Data Privacy and Processing Statement

EverMap Plug-ins for Adobe® Acrobat®

Your data stays under your control—secure, private, and local.

The Software does not collect, store, process, transmit, or share any user data outside of the user’s local computer environment. All data remains under the sole control of the user at all times.
All data processing is performed locally on the user’s computer. The Software operates entirely on-premises and does not rely on any external systems or third-party services for processing.
No cloud infrastructure or remote servers are used by the Software. There is no cloud storage, cloud computing, or server-side processing involved in any functionality.
At no time does EverMap have access to, visibility into, or control over any user data, documents, files, or content processed by the Software.
All data remains exclusively within the user’s local computing environment and under the user’s sole ownership and control.
The Software does not communicate with EverMap servers (or any other external servers) for any purpose, including telemetry, analytics, monitoring, updates, or data collection.
The Software can be operated in a fully disconnected environment with zero network connectivity, provided that optional email-sending functionality is not required.

Plug-ins that are offering optional file emailing functionality (AutoMailMerge and AutoDocMail) do not require access to the user’s email system for reading, monitoring, or storing emails. It provides email-sending functionality only by leveraging: a locally installed copy of Microsoft Outlook, MAPI-compatible email clients, or a user-supplied SMTP server. Email functionality is entirely optional and is initiated solely by the user. The Software does not independently access, intercept, or retain email content.
The Software does NOT perform automated analysis to collect, monitor, analyze, or extract any user data, documents, files, or content. All processing remains entirely local to the user’s computer and under the user’s sole control.
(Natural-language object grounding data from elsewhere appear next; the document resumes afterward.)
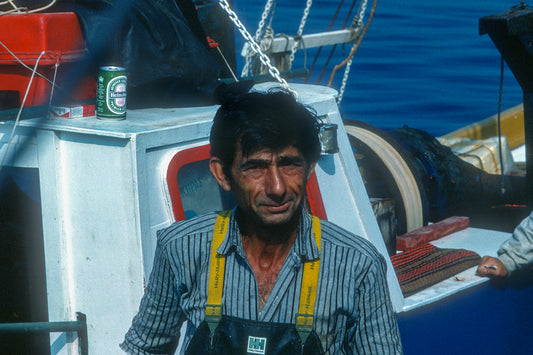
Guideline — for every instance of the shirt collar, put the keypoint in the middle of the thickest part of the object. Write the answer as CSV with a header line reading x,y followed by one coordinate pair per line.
x,y
304,245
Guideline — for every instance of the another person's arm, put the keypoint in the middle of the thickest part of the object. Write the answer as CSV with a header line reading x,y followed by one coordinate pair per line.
x,y
514,254
156,327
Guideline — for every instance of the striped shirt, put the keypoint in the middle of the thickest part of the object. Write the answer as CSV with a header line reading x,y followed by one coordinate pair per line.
x,y
353,313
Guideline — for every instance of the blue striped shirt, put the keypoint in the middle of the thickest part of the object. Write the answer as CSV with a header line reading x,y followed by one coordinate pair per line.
x,y
353,313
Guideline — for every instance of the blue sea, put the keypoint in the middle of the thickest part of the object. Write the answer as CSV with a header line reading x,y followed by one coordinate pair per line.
x,y
421,63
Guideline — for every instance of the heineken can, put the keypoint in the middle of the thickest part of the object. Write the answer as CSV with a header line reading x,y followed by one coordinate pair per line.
x,y
111,93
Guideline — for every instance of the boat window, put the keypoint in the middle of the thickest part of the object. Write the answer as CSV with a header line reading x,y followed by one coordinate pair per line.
x,y
200,192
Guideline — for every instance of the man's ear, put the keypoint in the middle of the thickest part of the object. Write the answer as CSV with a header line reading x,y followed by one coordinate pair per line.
x,y
311,170
217,169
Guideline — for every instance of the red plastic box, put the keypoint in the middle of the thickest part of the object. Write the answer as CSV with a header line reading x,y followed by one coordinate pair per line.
x,y
60,37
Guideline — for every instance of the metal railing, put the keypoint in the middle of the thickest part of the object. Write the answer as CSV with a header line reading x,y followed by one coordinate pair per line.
x,y
79,326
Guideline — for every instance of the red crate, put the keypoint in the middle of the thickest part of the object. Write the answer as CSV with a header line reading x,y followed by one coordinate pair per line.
x,y
59,36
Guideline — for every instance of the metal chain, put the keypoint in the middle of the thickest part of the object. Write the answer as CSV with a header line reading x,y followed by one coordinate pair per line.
x,y
358,20
300,31
266,13
255,47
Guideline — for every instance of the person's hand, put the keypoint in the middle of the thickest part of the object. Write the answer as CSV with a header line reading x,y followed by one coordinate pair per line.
x,y
491,267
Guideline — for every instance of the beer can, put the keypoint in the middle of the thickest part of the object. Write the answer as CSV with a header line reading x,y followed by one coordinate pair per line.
x,y
111,93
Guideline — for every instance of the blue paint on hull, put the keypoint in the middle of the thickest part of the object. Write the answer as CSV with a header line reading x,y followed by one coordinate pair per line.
x,y
480,320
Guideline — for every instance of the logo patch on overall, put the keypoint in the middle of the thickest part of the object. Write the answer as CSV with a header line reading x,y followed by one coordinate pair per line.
x,y
256,345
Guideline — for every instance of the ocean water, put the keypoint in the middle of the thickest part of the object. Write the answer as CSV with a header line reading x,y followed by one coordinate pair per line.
x,y
421,63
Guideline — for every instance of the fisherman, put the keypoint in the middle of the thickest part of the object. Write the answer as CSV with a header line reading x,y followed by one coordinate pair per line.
x,y
266,277
515,253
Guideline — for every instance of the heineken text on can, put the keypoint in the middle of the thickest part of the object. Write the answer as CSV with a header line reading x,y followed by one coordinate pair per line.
x,y
111,93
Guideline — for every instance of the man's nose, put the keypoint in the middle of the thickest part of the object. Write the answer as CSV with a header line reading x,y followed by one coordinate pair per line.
x,y
275,183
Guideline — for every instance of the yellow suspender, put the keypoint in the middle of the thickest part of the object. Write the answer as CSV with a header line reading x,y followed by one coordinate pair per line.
x,y
304,317
213,309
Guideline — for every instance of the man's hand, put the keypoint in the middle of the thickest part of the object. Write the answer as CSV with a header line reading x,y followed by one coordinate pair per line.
x,y
491,267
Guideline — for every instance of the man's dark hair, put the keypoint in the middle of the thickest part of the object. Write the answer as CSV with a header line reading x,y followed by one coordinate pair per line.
x,y
272,120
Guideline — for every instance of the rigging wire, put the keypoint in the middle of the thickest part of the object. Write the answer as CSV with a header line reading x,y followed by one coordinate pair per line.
x,y
8,144
502,185
320,48
332,51
355,47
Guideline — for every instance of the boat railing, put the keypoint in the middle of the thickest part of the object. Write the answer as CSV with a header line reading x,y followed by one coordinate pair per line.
x,y
79,326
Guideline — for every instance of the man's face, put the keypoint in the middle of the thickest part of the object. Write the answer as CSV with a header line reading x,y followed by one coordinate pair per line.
x,y
269,186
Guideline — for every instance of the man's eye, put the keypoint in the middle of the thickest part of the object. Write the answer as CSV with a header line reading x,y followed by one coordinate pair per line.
x,y
292,168
254,171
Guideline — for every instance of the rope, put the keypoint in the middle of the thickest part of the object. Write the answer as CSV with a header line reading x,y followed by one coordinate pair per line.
x,y
255,47
20,110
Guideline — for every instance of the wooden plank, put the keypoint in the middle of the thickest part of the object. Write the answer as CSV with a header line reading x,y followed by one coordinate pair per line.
x,y
431,232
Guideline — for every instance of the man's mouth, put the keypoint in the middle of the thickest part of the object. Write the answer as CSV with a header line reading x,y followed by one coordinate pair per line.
x,y
278,207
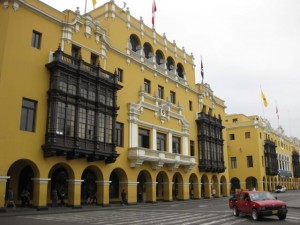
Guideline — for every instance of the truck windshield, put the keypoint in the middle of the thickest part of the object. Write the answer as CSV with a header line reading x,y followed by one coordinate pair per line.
x,y
259,196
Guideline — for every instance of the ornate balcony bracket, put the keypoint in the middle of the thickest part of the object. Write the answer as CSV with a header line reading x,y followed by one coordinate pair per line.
x,y
137,156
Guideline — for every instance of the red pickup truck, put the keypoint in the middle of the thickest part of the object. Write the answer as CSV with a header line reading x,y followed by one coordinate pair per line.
x,y
257,204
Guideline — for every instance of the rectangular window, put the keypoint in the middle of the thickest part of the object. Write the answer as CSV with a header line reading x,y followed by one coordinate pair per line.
x,y
249,161
161,142
101,127
192,148
191,105
82,123
144,140
36,39
92,95
90,124
119,75
94,59
102,97
119,134
233,163
147,86
70,121
108,129
72,89
75,52
247,135
160,91
173,97
28,115
60,119
176,145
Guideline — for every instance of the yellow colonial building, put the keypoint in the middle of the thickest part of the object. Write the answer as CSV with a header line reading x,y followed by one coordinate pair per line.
x,y
96,103
261,157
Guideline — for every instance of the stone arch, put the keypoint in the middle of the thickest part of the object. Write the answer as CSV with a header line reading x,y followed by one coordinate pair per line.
x,y
134,43
170,63
22,174
235,184
89,187
180,70
223,186
118,181
160,58
177,186
60,173
264,184
251,183
205,192
214,186
148,50
162,186
144,186
194,187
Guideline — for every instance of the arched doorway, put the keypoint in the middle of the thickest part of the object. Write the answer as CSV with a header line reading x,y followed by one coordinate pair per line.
x,y
88,187
59,183
193,187
223,186
161,186
204,187
141,187
251,183
177,187
118,182
235,184
25,181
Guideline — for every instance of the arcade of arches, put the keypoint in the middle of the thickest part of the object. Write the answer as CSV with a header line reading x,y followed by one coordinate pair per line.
x,y
268,183
78,183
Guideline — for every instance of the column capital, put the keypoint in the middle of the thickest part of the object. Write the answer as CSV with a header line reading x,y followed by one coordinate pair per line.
x,y
40,180
4,178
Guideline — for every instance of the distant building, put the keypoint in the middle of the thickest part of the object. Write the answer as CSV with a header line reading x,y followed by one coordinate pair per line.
x,y
93,104
259,156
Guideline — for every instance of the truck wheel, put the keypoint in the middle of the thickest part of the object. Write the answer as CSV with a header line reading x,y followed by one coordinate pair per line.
x,y
255,215
235,211
282,217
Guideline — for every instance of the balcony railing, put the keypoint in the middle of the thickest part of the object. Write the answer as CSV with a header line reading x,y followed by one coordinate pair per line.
x,y
137,156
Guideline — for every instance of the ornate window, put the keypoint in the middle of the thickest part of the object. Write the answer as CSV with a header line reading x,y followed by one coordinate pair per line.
x,y
28,115
210,143
81,123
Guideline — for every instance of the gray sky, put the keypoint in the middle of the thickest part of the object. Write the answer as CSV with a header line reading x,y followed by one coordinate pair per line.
x,y
246,46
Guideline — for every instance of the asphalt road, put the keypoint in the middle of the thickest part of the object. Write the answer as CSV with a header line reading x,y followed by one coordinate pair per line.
x,y
204,212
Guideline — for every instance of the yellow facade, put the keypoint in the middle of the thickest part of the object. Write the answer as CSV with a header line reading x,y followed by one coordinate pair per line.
x,y
248,138
118,42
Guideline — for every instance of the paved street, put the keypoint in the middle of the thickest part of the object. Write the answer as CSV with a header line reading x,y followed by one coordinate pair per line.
x,y
204,212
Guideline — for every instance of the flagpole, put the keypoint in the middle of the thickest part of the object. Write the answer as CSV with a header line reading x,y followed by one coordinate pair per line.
x,y
85,7
202,71
262,104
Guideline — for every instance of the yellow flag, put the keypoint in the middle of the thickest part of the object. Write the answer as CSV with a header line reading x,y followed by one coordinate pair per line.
x,y
264,99
94,2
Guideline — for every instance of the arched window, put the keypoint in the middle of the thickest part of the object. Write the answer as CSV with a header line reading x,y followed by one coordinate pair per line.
x,y
134,43
170,63
159,57
180,70
148,52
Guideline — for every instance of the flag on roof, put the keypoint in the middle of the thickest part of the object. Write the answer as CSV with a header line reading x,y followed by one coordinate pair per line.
x,y
94,3
202,71
264,99
153,12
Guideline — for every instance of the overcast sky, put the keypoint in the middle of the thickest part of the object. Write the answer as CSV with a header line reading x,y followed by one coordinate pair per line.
x,y
246,46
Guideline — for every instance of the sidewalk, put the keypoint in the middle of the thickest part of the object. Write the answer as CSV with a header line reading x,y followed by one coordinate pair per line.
x,y
21,211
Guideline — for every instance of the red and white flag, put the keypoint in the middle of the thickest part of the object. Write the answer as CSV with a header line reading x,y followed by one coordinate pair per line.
x,y
153,11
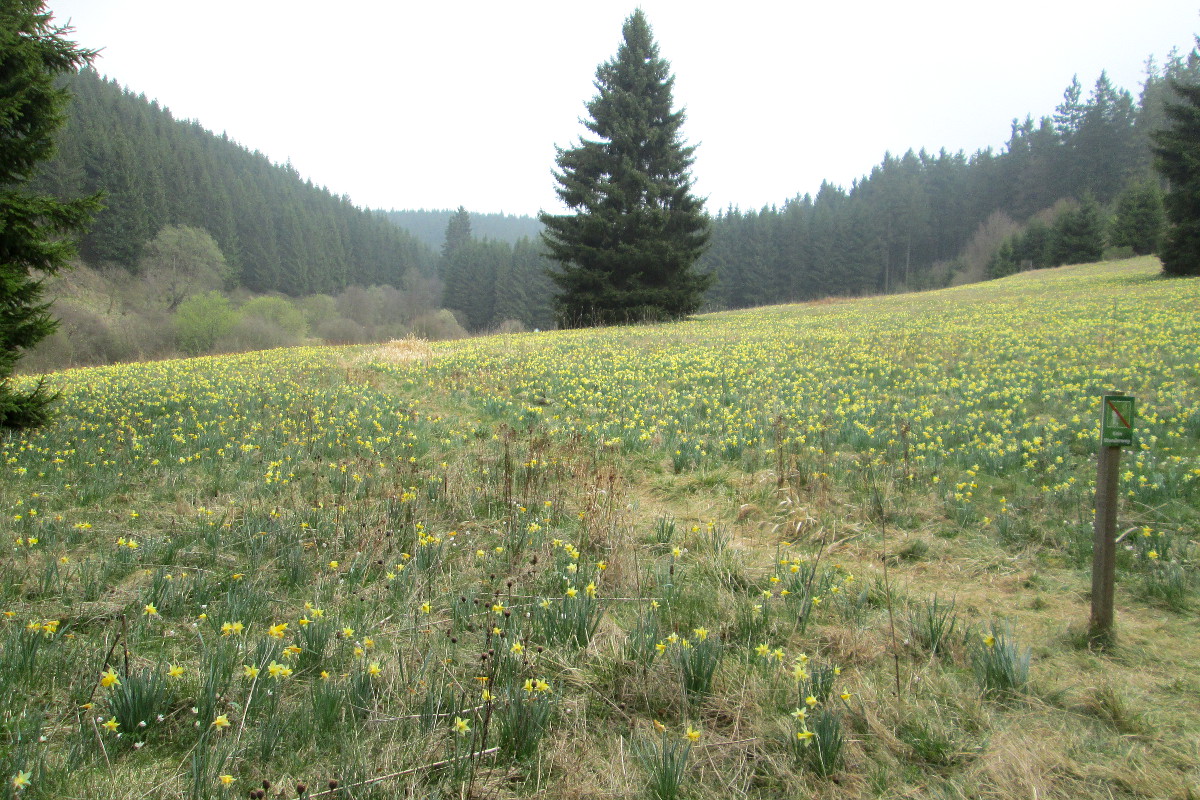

The Software is developed in the United States of America. Use of the Software and these data privacy and processing statements are governed by and construed in accordance with the laws of the State of Delaware, USA, without regard to its conflict-of-laws principles.
The Software is designed and architected to support customers’ compliance obligations under applicable data protection and privacy regulations, including the EU General Data Protection Regulation (GDPR), by ensuring that all data remains under the customer’s exclusive control and is processed entirely within the customer’s local environment.

The Software is developed following industry-recognized information security and privacy best practices, aligned with principles defined in standards such as ISO/IEC 27001 and ISO/IEC 27002, including data minimization, access control, and local-only processing.
The Software is developed following industry-recognized secure coding practices to minimize vulnerabilities and maintain reliability.
All code is subject to internal peer reviews and testing before release, including functional, security, and regression testing.
Development follows a version-controlled workflow, ensuring that changes are tracked, documented, and auditable.
Static and dynamic analysis tools are used where applicable to detect potential security issues during development.
Security patches, updates, and bug fixes are tested locally before release to ensure they do not introduce regressions or compromise user data security.
The Software is maintained under change management procedures that track modifications and ensure accountability throughout the development lifecycle.
As part of the Software development lifecycle, static application security testing (SAST) is performed using automated tools to identify and remediate potential security vulnerabilities in the source code prior to release. No user data is accessed during these tests, and all testing is performed within the secure development environment.

The development process is designed to prevent unauthorized access to source code and sensitive configuration information.
Access to source code, development computers, and other systems used in the Software development lifecycle is restricted to authorized personnel only. Physical access controls are employed to prevent unauthorized access. Development workstations are monitored, and sensitive information is stored in controlled environments to ensure the integrity and confidentiality of the Software and its source code.